The state of state sentencing in Ohio
I have previously called Ohio a Blakely bellwether — or maybe I should call it a Blakely swing state — because the impact of Blakely‘s formal rule on Ohio’s functional sentencing laws could be extreme or extremely minor (background here and here).
To its great credit, members of the Ohio Criminal Sentencing Commission earlier this month put together a number of helpful documents about Blakely in Ohio, including an overview of Blakely cases in Ohio Courts and memos here and here on Blakely‘s possible impact on Ohio law. Though the passage of a few weeks already makes these documents a bit dated (more recent developments are noted here), collectively these materials provide a valuable overview of Blakely developments in Ohio.

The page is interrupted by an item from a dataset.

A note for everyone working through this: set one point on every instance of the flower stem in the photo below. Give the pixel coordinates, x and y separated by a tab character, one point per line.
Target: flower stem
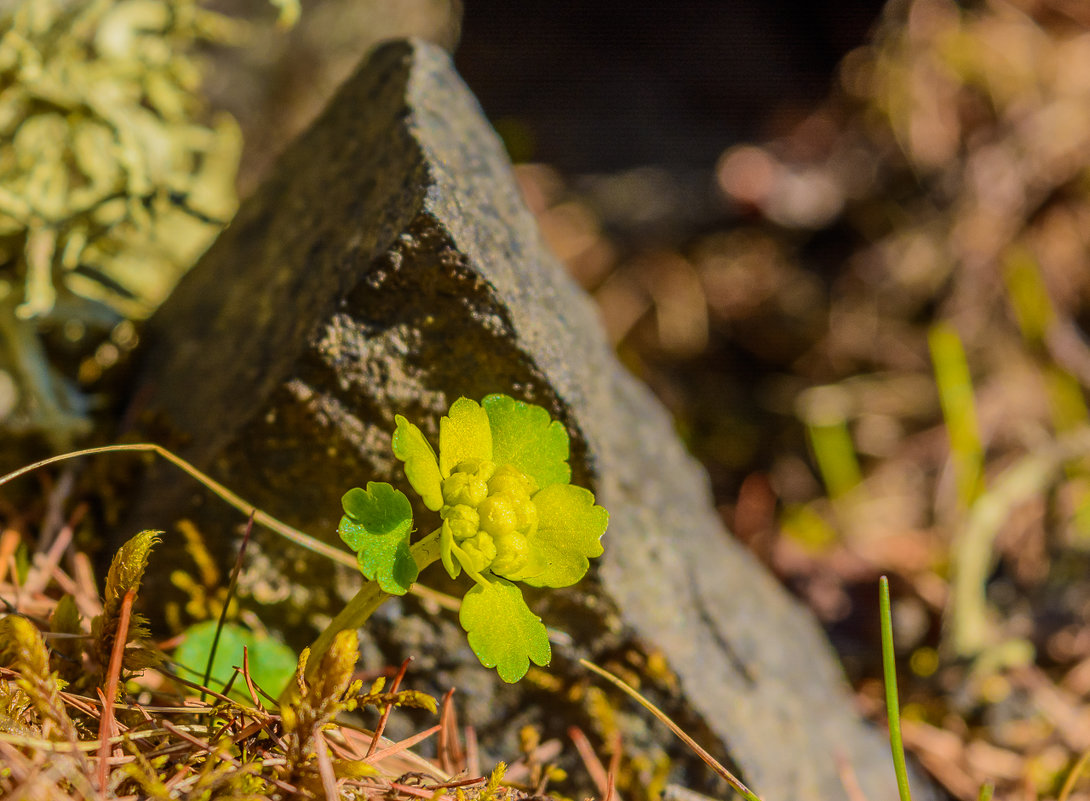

And for folks interested in broader sentencing reform stories, there is a lot more to learn from Ohio’s development of its modern sentencing structure. The full Ohio story is well told by Ohio Judge Burt W. Griffin and Professor Lewis Katz in Sentencing Consistency: Basic Principles Instead of Numerical Grids: The Ohio Plan, 53 Case W. Res. L. Rev. 1 (2002). And, by way of the kind Professor Jerry Israel, I have here to be downloaded a short description of “the Ohio Plan” authored by Judge Griffin. Professor Israel astutely says “I suspect that the Ohio approach, if it gains the attention it deserves, will receive widespread support among judges.”